Practically Perfect in Every Way
I only got to watch the last half of the first episode, but I can confidently state that VH1 has achieved television perfection. If you are not watching America's Most Smartest Model, you are not living up to your potential as a human being.
Here are the top ten reasons that America's Most Smartest Model is the best show ever:
1.) Most of the male models are really, really ridiculously good looking. AND dumber than a bag of hammers. The perfect combination! (That was a joke, don't call me a man-hater.)
2.) Most of the female models are butterfaces. (That means that they might have nice, albeit too thin, model bodies, but their faces are "Ewwww!") It's kind of nice to watch a show about models and be able to think, "You know if I stopped watching all this TV and exercised a little, I could lose weight and be at least as attractive as some of these models."
3.) These women are supposedly runway models and half of them are about as graceful on the catwalk in their high heels as a hippopotamus would be...if it was pregnant and wearing high heels. Somebody is either going to break an ankle or fall off the runway--or both.
4.) One of the judges is Ben Stein! BEN STEIN! I want to marry him and have his super-smart, deadpan babies. (Don't tell Steve.)
5.) There is a lot of tension in the co-ed house. Judging from the season previews, there are a lot of arguments on the horizon. I don't know if you've noticed this, but watching stupid people engaged in a battle of wits is hilarious.
6.) At the end of the show, the models who aren't cutting it get sent packing. They aren't "voted off the island." They aren't "eliminated." They aren't "fired." They are "purged." (Models purge. Get it? Get it? Well, I bet they don't!)

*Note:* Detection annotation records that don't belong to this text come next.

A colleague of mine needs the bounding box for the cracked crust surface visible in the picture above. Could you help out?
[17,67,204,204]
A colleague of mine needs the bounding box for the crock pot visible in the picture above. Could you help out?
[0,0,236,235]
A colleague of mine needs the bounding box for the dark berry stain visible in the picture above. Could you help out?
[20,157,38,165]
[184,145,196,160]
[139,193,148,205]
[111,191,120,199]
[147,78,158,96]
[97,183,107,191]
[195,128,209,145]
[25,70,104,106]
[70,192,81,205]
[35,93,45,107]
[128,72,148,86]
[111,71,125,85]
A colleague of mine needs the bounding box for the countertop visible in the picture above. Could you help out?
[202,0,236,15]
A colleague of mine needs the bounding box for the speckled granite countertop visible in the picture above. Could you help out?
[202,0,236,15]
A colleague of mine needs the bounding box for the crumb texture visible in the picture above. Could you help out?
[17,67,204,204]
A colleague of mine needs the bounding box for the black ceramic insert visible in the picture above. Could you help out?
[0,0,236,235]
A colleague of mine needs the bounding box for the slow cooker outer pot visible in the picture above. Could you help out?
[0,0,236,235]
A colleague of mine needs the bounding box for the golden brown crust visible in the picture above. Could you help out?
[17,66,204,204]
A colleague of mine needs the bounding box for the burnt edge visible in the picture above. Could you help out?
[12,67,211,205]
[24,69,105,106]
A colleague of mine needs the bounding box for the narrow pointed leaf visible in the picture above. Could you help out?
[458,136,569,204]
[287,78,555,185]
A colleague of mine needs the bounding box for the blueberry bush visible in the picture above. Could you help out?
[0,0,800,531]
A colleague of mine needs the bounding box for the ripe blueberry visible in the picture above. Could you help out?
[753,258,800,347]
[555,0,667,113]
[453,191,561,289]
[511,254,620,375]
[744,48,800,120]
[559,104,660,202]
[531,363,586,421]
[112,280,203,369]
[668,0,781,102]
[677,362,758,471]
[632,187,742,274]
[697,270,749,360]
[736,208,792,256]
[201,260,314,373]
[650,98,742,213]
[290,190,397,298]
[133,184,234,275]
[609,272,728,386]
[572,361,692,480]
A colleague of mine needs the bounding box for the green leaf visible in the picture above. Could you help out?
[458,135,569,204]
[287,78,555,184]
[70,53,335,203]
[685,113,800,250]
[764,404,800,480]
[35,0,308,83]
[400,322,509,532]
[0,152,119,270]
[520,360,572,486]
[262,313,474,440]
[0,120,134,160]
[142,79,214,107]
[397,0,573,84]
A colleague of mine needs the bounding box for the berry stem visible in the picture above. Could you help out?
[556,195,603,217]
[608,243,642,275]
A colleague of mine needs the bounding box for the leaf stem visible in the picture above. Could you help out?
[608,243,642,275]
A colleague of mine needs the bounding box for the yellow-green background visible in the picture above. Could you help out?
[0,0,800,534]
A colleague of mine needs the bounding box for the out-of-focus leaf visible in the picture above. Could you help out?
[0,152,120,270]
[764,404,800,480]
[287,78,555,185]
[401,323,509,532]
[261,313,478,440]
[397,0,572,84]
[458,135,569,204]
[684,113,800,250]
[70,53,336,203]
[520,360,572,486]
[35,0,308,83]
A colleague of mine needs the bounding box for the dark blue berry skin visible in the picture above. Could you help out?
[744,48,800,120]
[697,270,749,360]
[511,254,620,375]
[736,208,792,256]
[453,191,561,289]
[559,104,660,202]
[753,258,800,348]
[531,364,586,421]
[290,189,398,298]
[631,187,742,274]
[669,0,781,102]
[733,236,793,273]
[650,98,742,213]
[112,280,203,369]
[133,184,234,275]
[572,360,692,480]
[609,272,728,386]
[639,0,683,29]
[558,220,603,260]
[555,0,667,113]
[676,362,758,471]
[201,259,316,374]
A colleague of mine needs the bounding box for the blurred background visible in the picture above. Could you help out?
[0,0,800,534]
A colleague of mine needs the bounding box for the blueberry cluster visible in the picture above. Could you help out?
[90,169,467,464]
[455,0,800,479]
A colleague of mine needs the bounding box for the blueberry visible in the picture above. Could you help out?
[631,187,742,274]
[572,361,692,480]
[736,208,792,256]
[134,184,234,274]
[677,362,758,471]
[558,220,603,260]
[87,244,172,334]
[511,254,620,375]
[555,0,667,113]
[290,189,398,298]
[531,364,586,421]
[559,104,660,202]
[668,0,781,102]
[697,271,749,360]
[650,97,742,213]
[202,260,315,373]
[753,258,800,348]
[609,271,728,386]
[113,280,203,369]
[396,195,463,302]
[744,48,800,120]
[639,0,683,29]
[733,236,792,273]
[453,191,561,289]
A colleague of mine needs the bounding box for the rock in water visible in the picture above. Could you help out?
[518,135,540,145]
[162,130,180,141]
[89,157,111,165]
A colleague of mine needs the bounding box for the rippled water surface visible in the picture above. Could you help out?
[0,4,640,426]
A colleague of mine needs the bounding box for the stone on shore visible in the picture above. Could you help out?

7.) During one of tonight's competitions, one of the models was told she must name as many Things That Are Round as she could as she walked the runway. She proceeded to repeat "Balls, Cherries, Balloons, Tires" over and over as she clomped around the catwalk. AND SHE GOT TO STAY IN THE COMPETITION! Yes, there were at least two people who were worse than the "Balls, Cherries, Balloons, Tires" girl. Awesome.

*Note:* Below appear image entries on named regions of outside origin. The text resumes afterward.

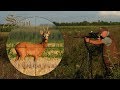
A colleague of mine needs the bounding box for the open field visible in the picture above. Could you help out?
[0,25,120,79]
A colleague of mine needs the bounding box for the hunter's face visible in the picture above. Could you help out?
[101,31,108,38]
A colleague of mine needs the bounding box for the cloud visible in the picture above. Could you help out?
[99,11,120,16]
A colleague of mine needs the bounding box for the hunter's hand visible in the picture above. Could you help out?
[85,37,90,42]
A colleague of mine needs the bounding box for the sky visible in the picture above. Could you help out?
[0,11,120,23]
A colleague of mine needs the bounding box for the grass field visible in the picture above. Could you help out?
[0,25,120,79]
[6,27,64,76]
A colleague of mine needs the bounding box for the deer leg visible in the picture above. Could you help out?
[34,56,38,61]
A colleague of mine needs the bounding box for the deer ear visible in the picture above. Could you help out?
[40,31,43,35]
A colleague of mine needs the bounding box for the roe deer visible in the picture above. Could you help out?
[15,27,50,60]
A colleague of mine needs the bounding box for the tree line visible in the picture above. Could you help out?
[53,20,120,26]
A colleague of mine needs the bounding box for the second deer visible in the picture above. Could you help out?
[15,27,50,60]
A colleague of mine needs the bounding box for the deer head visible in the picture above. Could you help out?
[40,27,50,42]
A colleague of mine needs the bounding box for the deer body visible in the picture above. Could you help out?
[15,26,50,60]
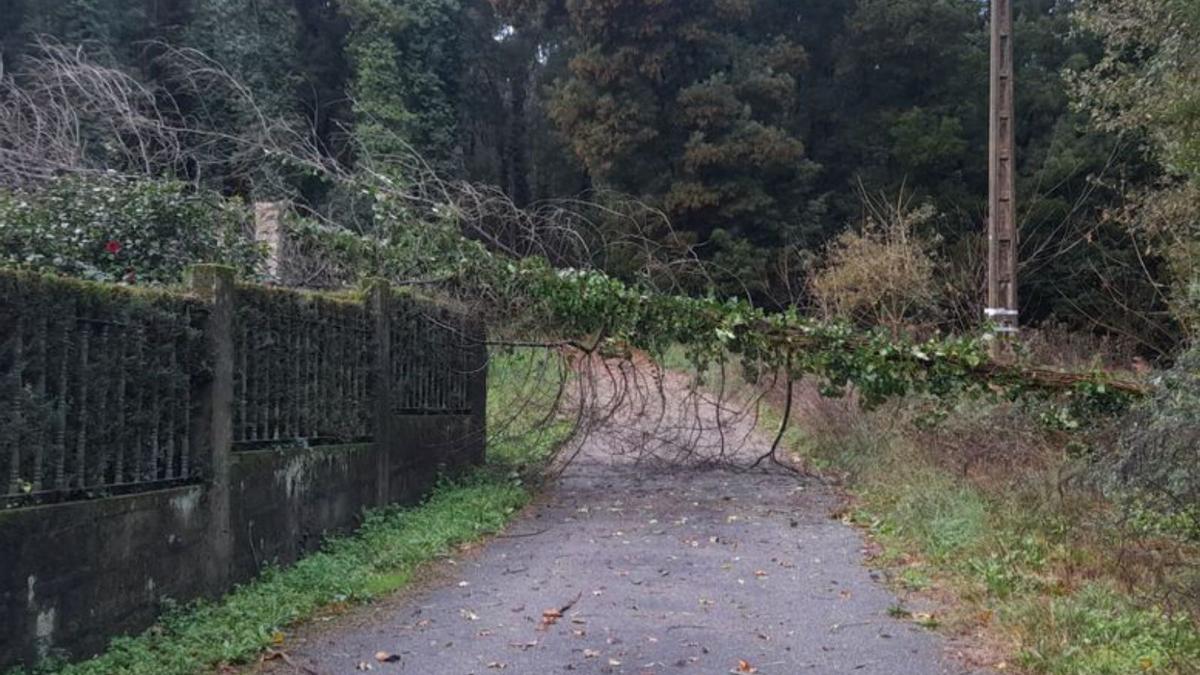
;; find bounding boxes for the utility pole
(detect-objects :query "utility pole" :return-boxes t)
[985,0,1018,339]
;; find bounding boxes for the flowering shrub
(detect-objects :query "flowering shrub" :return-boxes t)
[0,175,262,283]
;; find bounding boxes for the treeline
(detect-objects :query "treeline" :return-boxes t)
[0,0,1196,353]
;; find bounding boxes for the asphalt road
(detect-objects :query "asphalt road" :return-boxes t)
[255,460,984,675]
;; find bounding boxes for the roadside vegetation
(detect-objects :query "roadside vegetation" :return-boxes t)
[10,353,571,675]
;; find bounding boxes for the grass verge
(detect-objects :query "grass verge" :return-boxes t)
[18,345,570,675]
[791,391,1200,675]
[662,348,1200,675]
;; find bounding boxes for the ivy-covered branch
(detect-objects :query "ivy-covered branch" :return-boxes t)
[285,219,1150,411]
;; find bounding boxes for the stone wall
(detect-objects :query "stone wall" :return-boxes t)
[0,268,486,671]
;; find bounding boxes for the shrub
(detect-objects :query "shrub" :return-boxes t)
[809,198,938,334]
[1098,347,1200,539]
[0,174,262,283]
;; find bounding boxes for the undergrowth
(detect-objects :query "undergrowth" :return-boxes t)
[787,393,1200,675]
[18,345,570,675]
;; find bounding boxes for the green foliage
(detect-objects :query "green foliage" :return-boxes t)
[793,391,1200,675]
[1094,347,1200,540]
[0,175,262,283]
[17,471,529,675]
[1018,584,1200,675]
[11,345,570,675]
[0,268,210,502]
[344,0,462,168]
[548,0,816,291]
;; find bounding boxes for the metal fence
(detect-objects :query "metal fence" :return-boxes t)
[233,287,374,448]
[391,303,473,414]
[0,270,481,507]
[0,273,206,501]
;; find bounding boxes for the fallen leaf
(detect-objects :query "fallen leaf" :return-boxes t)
[376,651,400,663]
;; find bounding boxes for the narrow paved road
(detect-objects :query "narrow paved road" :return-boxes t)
[255,367,984,675]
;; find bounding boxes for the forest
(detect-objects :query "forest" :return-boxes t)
[0,0,1194,357]
[0,0,1200,675]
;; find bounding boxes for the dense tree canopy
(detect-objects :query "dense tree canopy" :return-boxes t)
[0,0,1180,348]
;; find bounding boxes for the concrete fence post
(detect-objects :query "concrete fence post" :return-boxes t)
[367,280,396,506]
[463,317,488,464]
[187,264,234,592]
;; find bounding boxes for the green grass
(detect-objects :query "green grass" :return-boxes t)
[792,403,1200,675]
[664,350,1200,675]
[1012,584,1200,675]
[18,345,570,675]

8.) It's like a real life Zoolander, but without the tiresome brainwashing storyline to muck up the awesome-itude. (I bet none of these dufuses can go left.)

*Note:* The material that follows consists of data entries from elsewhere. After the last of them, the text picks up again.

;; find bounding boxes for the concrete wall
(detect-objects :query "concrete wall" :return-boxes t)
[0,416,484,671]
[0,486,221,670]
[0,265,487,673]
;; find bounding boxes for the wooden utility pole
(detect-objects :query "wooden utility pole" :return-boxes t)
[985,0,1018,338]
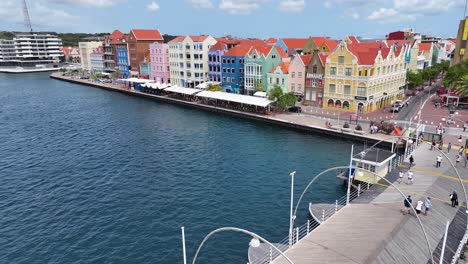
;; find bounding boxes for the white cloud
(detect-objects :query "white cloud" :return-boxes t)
[219,0,267,15]
[48,0,122,7]
[190,0,213,8]
[146,1,160,12]
[279,0,306,12]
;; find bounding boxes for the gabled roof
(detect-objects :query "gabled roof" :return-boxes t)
[301,54,312,66]
[224,45,251,57]
[210,41,226,51]
[419,42,432,53]
[131,29,164,40]
[270,61,291,74]
[281,38,307,49]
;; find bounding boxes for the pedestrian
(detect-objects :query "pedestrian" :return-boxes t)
[450,191,458,207]
[409,155,414,169]
[403,195,413,214]
[416,200,423,214]
[406,171,414,184]
[436,154,442,168]
[424,197,432,216]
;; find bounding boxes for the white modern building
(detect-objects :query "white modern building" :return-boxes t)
[0,33,63,67]
[169,36,217,88]
[78,41,102,71]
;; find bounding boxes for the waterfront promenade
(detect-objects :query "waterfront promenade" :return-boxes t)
[50,73,391,144]
[273,144,468,264]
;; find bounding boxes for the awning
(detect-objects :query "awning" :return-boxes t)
[164,86,200,95]
[196,89,273,107]
[254,92,267,98]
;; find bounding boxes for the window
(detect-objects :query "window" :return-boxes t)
[345,68,352,76]
[338,56,344,64]
[344,85,351,94]
[357,87,366,96]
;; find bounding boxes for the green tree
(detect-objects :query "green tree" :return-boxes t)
[205,83,224,92]
[454,73,468,96]
[276,92,297,110]
[268,84,283,101]
[406,71,424,89]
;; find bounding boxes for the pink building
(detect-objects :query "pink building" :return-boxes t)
[288,55,312,95]
[149,42,171,83]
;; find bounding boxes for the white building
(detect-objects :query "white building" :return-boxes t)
[169,36,217,88]
[78,41,102,71]
[0,33,63,67]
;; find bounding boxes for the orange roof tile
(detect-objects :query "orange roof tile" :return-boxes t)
[281,38,307,49]
[419,42,432,53]
[270,61,291,74]
[210,41,226,51]
[131,29,164,40]
[224,45,251,57]
[301,55,312,65]
[265,38,278,45]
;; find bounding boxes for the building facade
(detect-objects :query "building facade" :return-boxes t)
[324,41,408,112]
[104,30,124,72]
[453,17,468,64]
[208,41,230,83]
[288,55,312,96]
[169,36,217,88]
[78,41,102,71]
[267,61,290,93]
[89,46,105,73]
[0,33,64,67]
[244,46,287,95]
[127,29,164,76]
[149,42,171,83]
[221,45,250,94]
[303,51,330,107]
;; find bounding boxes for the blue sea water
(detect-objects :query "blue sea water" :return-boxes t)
[0,73,351,264]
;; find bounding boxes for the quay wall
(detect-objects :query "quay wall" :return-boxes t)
[50,73,392,147]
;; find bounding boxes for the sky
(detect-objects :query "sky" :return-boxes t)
[0,0,466,39]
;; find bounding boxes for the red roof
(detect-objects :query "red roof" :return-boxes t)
[301,55,312,65]
[131,29,164,40]
[265,38,278,45]
[210,41,226,51]
[419,42,432,53]
[224,45,251,57]
[270,61,291,74]
[281,38,307,49]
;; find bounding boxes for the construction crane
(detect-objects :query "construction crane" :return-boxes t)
[23,0,32,33]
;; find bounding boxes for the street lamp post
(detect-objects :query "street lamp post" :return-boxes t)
[192,227,294,264]
[289,171,296,247]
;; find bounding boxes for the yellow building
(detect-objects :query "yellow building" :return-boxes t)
[323,41,408,113]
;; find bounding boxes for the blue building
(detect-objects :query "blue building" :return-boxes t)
[115,47,130,78]
[221,45,250,94]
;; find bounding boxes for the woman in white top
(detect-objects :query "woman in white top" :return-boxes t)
[416,201,423,214]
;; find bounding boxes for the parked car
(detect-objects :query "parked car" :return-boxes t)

10.) It's a show about models that is guaranteed to improve your self-esteem.
If you noticed that my top ten list was missing a number, you are smarter than America's Most Smartest Model. Put together. (Yes, that was on purpose too.)
6 Comments:
I know it isn't nice to make fun of stupid people, but I can justify it for two reasons.
1.) They cannot possibly be this stupid in real life. They HAVE to be amping it up for the show. If they were really this dumb, they would be cartoons.
2.) I can just use words like vapid, vacuous, and imbecilic. They won't be hurt because they won't know they're being insulted.
By Unknown, at 11:58 PM
Your description of this show almost makes me want to get a TV. Mostly because Ben Stein is one of the judges and he rocks.
By Unknown, at 8:55 PM
I wonder if contestants on America's Most Smartest Models try to look up the meaning of the 'word verification' in the dictionary.
This comment's word verification is srqltzk - surely they would at least grab a foreign dictionary :o)
By Unknown, at 8:58 PM
Jenny, I think you're giving these models too much credit. There's no way they know how to use a dictonary.
By Unknown, at 10:43 PM
gina, you musn't think badly of making fun of stupid people.... think of it this way...you're giving them purpose in life...yeah, that's the ticket. otherwise well.. they'd just be stupid.
By Anonymous, at 6:57 AM
As Forest Gump says....stupid is as stupid does....I guess they can't get a realy job.